Kerusakan otot akibat olahraga sebenarnya merupakan bagian dari proses adaptasi tubuh apabila terjadi dalam tingkat ringan. Saat berolahraga, terutama latihan beban atau aktivitas berintensitas tinggi, serat-serat otot mengalami robekan mikroskopis. Tubuh kemudian memperbaiki kerusakan tersebut sehingga otot menjadi lebih kuat. Namun, apabila latihan dilakukan terus-menerus tanpa jeda pemulihan yang memadai, proses perbaikan tidak berlangsung optimal sehingga justru meningkatkan risiko cedera dan gangguan kesehatan.
Dalam dunia olahraga dikenal istilah overtraining, yaitu kondisi ketika intensitas dan frekuensi latihan melebihi kemampuan tubuh untuk pulih. Kondisi ini dapat ditandai dengan nyeri otot yang berkepanjangan, kelelahan yang tidak kunjung hilang, penurunan performa, sulit tidur, hingga meningkatnya risiko cedera. Bila dibiarkan, overtraining dapat mengganggu sistem kekebalan tubuh dan memperlambat proses pemulihan.
Pada kasus yang lebih berat, olahraga berlebihan bahkan dapat memicu rhabdomyolysis atau rabdomiolisis, yaitu kondisi ketika jaringan otot mengalami kerusakan berat sehingga melepaskan protein dan zat lain ke dalam aliran darah. Zat tersebut dapat membebani ginjal dan meningkatkan risiko gagal ginjal akut apabila tidak segera ditangani. Gejala yang perlu diwaspadai antara lain nyeri otot yang sangat hebat, pembengkakan, kelemahan ekstrem, serta urine berwarna gelap seperti teh atau cola.

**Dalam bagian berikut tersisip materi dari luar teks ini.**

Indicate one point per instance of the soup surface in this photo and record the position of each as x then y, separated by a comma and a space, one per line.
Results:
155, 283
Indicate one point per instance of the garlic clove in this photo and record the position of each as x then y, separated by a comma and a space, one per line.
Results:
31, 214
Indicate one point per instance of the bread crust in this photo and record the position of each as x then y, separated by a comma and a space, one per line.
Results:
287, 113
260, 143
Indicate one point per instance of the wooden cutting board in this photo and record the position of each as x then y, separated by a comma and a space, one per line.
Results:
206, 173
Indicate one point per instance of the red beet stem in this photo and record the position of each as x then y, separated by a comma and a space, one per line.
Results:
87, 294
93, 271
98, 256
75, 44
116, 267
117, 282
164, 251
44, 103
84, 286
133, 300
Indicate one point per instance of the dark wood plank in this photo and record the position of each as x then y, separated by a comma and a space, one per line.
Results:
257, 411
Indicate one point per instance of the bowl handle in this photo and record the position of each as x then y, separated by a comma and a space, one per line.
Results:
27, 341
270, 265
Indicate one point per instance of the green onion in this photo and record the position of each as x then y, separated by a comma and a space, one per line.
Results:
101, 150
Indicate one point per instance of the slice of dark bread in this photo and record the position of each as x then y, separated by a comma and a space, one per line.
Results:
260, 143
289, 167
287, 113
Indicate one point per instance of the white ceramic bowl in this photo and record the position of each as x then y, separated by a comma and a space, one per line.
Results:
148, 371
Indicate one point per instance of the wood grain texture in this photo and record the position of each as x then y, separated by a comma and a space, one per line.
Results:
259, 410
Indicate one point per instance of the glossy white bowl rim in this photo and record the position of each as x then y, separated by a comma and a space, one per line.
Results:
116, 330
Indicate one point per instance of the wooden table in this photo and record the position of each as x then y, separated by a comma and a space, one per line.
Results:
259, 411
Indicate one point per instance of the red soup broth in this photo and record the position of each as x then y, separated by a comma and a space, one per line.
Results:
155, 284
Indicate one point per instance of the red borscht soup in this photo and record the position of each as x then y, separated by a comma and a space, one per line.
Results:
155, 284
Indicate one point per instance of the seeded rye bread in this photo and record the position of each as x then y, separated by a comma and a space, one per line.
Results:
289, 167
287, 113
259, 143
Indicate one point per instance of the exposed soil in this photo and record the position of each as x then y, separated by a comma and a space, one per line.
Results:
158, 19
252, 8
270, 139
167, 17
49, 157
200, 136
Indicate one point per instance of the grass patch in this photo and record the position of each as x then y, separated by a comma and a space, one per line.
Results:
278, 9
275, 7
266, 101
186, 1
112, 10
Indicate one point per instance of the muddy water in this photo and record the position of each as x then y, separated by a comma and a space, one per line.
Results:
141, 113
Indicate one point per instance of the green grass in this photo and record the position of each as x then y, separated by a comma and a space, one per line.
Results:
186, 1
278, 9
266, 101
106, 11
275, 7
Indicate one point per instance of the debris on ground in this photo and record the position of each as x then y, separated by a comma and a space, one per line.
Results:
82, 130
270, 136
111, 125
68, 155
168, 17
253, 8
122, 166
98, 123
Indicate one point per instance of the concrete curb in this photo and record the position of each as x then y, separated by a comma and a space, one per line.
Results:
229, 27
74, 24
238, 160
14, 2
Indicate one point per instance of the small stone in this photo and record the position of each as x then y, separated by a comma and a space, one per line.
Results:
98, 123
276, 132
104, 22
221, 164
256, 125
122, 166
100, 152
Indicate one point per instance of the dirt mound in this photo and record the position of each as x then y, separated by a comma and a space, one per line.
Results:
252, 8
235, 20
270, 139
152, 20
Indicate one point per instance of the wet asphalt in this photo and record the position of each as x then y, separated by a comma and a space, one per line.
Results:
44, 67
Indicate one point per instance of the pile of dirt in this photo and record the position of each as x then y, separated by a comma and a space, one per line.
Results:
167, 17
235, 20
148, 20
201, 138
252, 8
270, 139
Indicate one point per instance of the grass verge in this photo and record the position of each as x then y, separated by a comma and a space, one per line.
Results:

Banyak orang mengira rasa pegal setelah berolahraga selalu menjadi pertanda latihan yang berhasil. Padahal, nyeri otot ringan atau Delayed Onset Muscle Soreness (DOMS) memang umum terjadi 12 hingga 24 jam setelah aktivitas fisik, terutama ketika mencoba jenis latihan baru atau meningkatkan intensitas olahraga. Meski demikian, rasa nyeri yang sangat berat, berlangsung lebih dari beberapa hari, atau disertai gejala lain sebaiknya tidak dianggap sebagai hal yang normal.
Agar manfaat olahraga tetap optimal, para ahli menyarankan peningkatan intensitas latihan dilakukan secara bertahap sesuai kemampuan tubuh. Hari istirahat perlu dijadikan bagian dari program latihan, bukan dianggap sebagai tanda kurang disiplin. Asupan protein yang cukup, tidur berkualitas, dan kecukupan cairan juga berperan penting dalam proses pemulihan otot setelah berolahraga.
Olahraga tetap merupakan investasi terbaik bagi kesehatan apabila dilakukan secara terukur. Tujuan utama berolahraga bukan sekadar membentuk tubuh atau meningkatkan massa otot dalam waktu singkat, melainkan menjaga kesehatan jangka panjang. Karena itu, mendengarkan sinyal tubuh menjadi sama pentingnya dengan menjaga konsistensi latihan. Ketika tubuh meminta waktu untuk beristirahat, memberikan kesempatan bagi otot untuk pulih justru merupakan bagian dari latihan yang sehat dan efektif.